The level of state and local spending in 2010 was revised up by a similar amount, so the rate of decline from 2009 to 2010 remained the same at 1.8 percent. The pace of decline in 2011, however, increased by over one percentage point.  Instead of state and local government spending contracting by 2.2 percent it turns out the contraction was 3.4 percent.  By late 2010 and 2011, the ARRA money was mostly spent, revenues were still well below the peak and states began cutting expenditures in earnest.  Many of the cuts in spending were not done as part of the normal budget process.  The National Association of State Budget Officers reported in its Spring 2012 Fiscal Survey of States that in fiscal year 2010, 39 states made mid-year budget cuts and 19 made mid-year cuts in FY 2011.  Given the urgent nature of the changes required over the last four years, it is likely that the accounting for the crisis is not yet complete.


  1. Michael Bindner  ::  3:49 pm on July 30th, 2012:

    Some jurisdictions have the political courage to raise taxes to deal with lowering property values and foreclosures. Those that do are in less decline and have services that stay at normal levels. Sadly, some local yokels are likely sinking their own towns to make Obama look bad. Their voters need to wake up and remove them from office. Austerity does not work any better here than it does in Europe. In the short term, however, the only solution is for state and local officials to lean on their members of Congress during the August recess to vote for more intergovernmental aid.

  2. chromehawk  ::  12:46 am on July 31st, 2012:

    As Mr. Bindner above points out. The main cause of this is State and Local governments get their revenue from property and sales tax.
    Mr. Bindner’s solution on the other hand won’t work.
    A) Voters are not voting out local politicians who refuse to raise taxes. THEY ARE VOTING OUT THE ONES WHO DO!
    And in states like California, where all tax increases MUST be approved by the voters … They are pretty much saying No. Even here in Seattle we said no to a measly $50 per year tax on car registration. If $50 per year won’t pass in Seattle. It won’t anywhere.
    B) lean on their Congressmen? You do know Republicans control congress right? And if they did not the Congressman would ask the local “Did you have aspirations of higher office? Because if you did, forget about it. WE in DCLean on YOU!”
    And even if those two issues were not there the Congressman would say “You couldn’t get your VOTERSTo give you a measly $50 per car. Why should WEListen to you or bail out your stupid constituents?”

    Sorry State and Local budgets are going to continue to decline until the economy recovers.

  3. AMTbuff  ::  2:32 pm on July 31st, 2012:

    Government spending helps the recovery the same way that taking another drink helps reduce a hangover. It’s a short-term help that increases the long-term consequences which must be faced sooner or later. Let’s sober up now!

    We need to stop acting as if we have the money to fund government’s promises — the sooner the better. This is happening first at the state and local level because they can’t print money.

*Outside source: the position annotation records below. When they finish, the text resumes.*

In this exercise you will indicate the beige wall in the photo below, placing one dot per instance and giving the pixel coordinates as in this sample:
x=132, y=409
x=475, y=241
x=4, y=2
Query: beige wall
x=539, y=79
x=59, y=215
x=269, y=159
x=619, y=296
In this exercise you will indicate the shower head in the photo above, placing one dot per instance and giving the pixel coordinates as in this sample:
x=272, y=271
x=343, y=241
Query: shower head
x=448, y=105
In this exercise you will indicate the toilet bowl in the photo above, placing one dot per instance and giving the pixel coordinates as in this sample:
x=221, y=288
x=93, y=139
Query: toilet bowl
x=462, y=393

  4. Bruce Thompson  ::  8:03 pm on July 31st, 2012:

    Any research showing that those that do raise taxes have less decline?

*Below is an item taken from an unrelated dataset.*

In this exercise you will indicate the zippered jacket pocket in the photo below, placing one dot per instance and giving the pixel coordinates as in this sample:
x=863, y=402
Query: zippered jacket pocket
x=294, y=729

  5. Jaqueline Smith  ::  1:03 am on August 1st, 2012:

    “Those data confirmed that weak government spending continues to hamper the economy.” And this is a surprise?

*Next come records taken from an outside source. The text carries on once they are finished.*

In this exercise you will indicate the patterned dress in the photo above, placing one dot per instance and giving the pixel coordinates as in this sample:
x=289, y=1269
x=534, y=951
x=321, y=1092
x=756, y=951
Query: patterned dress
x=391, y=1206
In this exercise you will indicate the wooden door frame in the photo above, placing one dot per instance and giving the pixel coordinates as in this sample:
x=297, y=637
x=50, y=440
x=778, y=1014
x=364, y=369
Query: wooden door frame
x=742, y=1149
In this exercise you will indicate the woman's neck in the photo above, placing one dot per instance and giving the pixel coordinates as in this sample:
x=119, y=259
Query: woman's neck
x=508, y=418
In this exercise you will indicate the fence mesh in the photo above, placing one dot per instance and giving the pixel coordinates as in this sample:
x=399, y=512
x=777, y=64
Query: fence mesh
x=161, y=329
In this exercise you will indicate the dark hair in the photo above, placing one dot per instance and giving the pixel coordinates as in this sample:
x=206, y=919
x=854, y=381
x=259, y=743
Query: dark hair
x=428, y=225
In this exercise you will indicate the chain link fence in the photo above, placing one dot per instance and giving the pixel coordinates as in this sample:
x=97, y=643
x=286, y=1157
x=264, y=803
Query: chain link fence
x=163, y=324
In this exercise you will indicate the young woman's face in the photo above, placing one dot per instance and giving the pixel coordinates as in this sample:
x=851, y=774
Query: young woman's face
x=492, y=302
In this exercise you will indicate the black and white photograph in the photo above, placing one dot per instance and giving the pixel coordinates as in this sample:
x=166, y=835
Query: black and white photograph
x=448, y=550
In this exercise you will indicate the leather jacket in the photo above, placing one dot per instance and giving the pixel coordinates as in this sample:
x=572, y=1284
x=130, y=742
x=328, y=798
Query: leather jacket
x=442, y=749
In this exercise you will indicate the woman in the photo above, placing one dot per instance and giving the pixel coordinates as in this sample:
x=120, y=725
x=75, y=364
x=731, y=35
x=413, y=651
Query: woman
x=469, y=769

    In my government office, we have laid-off 24% of staff. Of those laid-off, only 1 has a job — the rest are still on unemployment.

    How was any other result expected?

    Proposed solution: If they had kept 24% of the staff and enacted a 10% straight across-the-board salary cut — no one would be leaching-off unemployment, and all would still be active consumers. Hmmm.

  6. Herb Smith  ::  9:43 am on August 1st, 2012:

    Your long run agenda of reducing government spending keeps the nation from getting out of this slump. The fastest way to reduce government deficits is to put industry and the unemployed back to work on needed infrastructure and education projects.